Despite the lack of financial resources at that time to cover the cost of the project, a fund called the “Dubai Creek Dredging Fund” was established with a sum of Two hundred thousand pounds sterling . It was paid by one of the operating banks in Dubai, along with another four hundred thousand pounds sterling paid as a loan by Kuwait.
Initially, a canal 4000 ft long and six ft deep was dug and in the second stage sheet piling of length 1200 ft and 11,700 ft was laid on both sides of the creek. as a result, shipping movement increased and ships of a capacity of 500 tonnes were able to enter the creek. Upon completion of the dredging operations, it was necessary to link both sides with permanent bridges and hence the Al Maktoum bridge was completed in 1964. With the discovery of oil in 1967, a mobile part of the bridge was introduced in 1968 to facilitate the movement of oil tankers.

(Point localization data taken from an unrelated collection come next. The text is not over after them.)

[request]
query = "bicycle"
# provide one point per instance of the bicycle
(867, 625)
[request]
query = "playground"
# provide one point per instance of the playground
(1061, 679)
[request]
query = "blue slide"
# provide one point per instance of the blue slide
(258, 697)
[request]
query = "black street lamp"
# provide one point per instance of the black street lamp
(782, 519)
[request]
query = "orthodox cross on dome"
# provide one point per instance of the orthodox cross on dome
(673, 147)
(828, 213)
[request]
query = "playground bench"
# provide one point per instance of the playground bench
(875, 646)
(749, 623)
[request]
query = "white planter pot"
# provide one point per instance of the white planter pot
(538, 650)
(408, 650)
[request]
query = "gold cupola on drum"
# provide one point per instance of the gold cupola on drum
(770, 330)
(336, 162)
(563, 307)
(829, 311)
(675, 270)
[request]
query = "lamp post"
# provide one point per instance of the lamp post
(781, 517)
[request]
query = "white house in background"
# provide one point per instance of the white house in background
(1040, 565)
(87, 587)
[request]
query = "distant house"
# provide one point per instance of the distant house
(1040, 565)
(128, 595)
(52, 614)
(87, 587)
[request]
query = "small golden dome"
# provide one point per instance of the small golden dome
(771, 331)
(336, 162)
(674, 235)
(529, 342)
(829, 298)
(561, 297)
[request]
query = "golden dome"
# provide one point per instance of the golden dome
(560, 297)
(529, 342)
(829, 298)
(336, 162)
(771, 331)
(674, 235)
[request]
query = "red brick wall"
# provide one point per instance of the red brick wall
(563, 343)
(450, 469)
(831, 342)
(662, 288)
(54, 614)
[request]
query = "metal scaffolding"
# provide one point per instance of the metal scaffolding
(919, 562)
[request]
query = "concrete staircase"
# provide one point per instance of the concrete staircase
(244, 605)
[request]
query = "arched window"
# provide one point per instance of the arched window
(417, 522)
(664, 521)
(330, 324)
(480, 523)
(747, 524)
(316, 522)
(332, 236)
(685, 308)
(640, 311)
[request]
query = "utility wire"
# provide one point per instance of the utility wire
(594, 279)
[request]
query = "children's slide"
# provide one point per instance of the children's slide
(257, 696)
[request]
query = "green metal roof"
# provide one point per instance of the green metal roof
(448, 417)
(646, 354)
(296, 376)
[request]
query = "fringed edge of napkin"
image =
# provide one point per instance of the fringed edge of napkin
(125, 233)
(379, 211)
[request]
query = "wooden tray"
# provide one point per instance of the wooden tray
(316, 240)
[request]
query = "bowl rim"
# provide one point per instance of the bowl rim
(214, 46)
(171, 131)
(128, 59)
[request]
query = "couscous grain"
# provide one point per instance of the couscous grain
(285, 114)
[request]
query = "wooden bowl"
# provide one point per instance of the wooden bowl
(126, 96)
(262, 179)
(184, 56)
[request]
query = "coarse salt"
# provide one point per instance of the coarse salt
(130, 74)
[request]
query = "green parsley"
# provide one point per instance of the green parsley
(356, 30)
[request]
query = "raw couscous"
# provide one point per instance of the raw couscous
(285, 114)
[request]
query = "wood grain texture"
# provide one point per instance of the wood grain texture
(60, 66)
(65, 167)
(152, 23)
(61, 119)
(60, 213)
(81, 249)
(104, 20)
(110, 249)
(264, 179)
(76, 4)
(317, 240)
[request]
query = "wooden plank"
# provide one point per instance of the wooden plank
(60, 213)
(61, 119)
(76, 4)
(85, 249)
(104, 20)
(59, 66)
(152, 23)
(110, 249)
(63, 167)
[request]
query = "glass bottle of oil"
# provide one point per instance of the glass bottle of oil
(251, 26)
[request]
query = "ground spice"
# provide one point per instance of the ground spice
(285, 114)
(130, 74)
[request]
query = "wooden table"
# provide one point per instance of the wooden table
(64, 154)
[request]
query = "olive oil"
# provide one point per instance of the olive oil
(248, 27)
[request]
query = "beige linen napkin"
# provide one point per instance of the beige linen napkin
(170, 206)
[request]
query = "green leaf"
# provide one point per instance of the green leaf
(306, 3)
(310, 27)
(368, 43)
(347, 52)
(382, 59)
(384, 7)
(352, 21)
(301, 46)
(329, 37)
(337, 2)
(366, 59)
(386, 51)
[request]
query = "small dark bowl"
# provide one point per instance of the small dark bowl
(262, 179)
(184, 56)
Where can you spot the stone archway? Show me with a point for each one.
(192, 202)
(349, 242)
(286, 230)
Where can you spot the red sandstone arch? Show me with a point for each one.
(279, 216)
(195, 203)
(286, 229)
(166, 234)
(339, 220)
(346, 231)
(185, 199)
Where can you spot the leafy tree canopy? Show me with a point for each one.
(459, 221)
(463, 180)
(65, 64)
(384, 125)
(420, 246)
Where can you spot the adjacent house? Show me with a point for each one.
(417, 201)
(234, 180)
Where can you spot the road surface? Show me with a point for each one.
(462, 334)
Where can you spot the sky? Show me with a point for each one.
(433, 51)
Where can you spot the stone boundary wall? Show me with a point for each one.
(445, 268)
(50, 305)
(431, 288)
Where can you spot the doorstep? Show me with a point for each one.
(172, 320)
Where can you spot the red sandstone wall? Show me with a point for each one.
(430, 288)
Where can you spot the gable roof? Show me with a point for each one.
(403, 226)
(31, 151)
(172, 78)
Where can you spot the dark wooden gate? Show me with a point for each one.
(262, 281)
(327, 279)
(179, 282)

With the increasing trade movement and hence the increase in number of cars and other vehicles it was vital to solve the problems of traffic jams on Al Maktoum bridge. The Al Shindagah undersea tunnel was completed in two years time in 1967.
Abras (small wooden boats) serve as taxis for those who want to cross from the Deira side to the Bur Dubai side. The journey takes around ten minutes and costs just 50 fils.
An imaginative way of seeing Dubai is to take a tour of the creek by traditional wooden dhow or cabin cruiser. Most of the major landmarks can be seen from the waterway. Daytime or evening cruises are available with food and beverages on board.